Meeting video confirms downtown patrols going away
SOUTH BEND, Ind. -- ABC57 set out to find out whether or not the police chief is eliminating bike and foot patrols in downtown South Bend. After requesting video of a budget meeting where it was discussed, ABC57 learned the patrols are going away - at least in the form we see them now.
There has been some disagreement between the common council and the administration over what was actually said during a budget meeting when this issue was first discussed.
Last Tuesday, the Common Council Personnel and Finance Committee met with City Controller Mark Neal and members of the police department, including the police chief, to get answers about the department's 2014 budget proposal.
Council President Derek Dieter later said Police Chief Ron Teachman told them during the meeting he was going to eliminate the downtown patrols.
But Mayor Buttigieg said Dieter must have misunderstood Teachman.
So Friday, we filed a Freedom of Information Act request to get to the video recording of the meeting so we could report what really happened.
We obtained that video Monday.
Varner: I don't have any questions at the moment. Mr. Dieter?
Dieter: Yeah, I got several of them."
One of the questions Dieter had dealt with the reduction of $153,000 in overtime pay for downtown foot patrols.
Dieter: How will that affect what staffing will be downtown patrols?
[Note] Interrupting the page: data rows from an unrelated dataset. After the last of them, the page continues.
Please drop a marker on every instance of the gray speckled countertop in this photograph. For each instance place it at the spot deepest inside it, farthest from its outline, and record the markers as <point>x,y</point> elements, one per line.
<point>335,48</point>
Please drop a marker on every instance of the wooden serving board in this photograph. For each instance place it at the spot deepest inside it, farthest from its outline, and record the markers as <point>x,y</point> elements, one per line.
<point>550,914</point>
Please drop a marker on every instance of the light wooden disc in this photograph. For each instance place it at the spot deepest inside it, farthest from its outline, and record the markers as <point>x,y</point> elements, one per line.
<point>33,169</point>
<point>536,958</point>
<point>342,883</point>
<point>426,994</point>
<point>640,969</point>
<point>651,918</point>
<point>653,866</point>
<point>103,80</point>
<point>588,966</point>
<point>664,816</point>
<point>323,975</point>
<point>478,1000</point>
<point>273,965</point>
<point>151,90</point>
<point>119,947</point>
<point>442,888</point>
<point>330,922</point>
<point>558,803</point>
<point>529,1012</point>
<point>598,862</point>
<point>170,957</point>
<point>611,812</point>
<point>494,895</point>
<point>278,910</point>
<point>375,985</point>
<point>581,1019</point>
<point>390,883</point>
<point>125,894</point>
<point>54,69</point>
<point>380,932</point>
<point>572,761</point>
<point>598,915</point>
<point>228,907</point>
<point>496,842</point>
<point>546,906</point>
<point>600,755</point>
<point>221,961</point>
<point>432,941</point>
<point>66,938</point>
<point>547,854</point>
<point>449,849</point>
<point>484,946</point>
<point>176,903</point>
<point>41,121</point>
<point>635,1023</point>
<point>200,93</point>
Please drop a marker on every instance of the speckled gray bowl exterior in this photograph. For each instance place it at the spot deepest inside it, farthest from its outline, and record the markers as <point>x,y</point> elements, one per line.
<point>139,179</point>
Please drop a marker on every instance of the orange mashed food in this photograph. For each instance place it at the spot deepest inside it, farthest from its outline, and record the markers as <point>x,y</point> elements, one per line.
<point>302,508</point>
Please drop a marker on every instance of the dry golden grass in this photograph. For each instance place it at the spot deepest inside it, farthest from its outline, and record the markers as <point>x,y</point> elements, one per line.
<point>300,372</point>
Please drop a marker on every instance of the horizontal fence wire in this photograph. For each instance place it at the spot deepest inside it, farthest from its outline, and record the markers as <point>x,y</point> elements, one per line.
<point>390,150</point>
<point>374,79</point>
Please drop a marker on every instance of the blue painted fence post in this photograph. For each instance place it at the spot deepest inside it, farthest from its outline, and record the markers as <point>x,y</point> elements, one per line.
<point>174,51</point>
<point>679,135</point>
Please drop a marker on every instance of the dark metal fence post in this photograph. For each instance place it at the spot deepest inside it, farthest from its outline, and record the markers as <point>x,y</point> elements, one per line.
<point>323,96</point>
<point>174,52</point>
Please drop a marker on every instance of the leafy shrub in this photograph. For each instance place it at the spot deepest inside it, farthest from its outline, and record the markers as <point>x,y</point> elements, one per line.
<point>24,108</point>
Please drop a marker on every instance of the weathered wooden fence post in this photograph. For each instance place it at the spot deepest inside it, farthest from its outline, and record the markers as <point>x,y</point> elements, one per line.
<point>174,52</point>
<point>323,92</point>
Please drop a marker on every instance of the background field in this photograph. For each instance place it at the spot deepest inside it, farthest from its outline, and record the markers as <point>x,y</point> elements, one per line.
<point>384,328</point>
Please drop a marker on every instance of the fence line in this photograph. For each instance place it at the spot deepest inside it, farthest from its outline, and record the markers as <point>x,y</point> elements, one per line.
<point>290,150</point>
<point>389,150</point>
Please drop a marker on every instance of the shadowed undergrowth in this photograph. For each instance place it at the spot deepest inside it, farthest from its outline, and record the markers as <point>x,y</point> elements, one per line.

Teachman: We'll have to cover the downtown issues with regular squad car patrols and other walking beats if we have the police available.
Dieter asked him again if that meant the foot and bike patrols would be eliminated.
Teachman: If we have the money for additional patrols, we have extra people working on their regular shifts; we'll allocate those people according to the crime data that we have received and that you know put the cops on [unintelligible]. If there is a crime problem, or quality of life problem downtown, that's a priority; we'll address it.
Teachman wants to use overtime officers in areas where he feels the community needs them.
Teachman: We also have serious violent felony crimes in other parts of the city that we don't put bike or patrols and walking beats and such. And we really should be allocating our resources where the crime is driving.
But Dieter doesn't think giving up on policing the downtown is the best idea; fearing that once the police presence is gone crime will return.
But if it does, Teachman says he will allocate resources back downtown.
The police substation downtown is also going away. Teachman told the common council that funding for the substation was being cut from the budget.
Teachman said the department would save $12,000 on rent and electricity by leaving the downtown storefront.
He says he got a negative impression of the substation when he was interviewing for the job.
"I looked across the street and saw a substation. I said, 'Oh, wonderful.' And I walked up and it was locked and it's darkness. Whole days going to go by and it's locked and darkness. Giving the wrong impression, to the downtown community we're not here, we're not paying attention," said Teachman.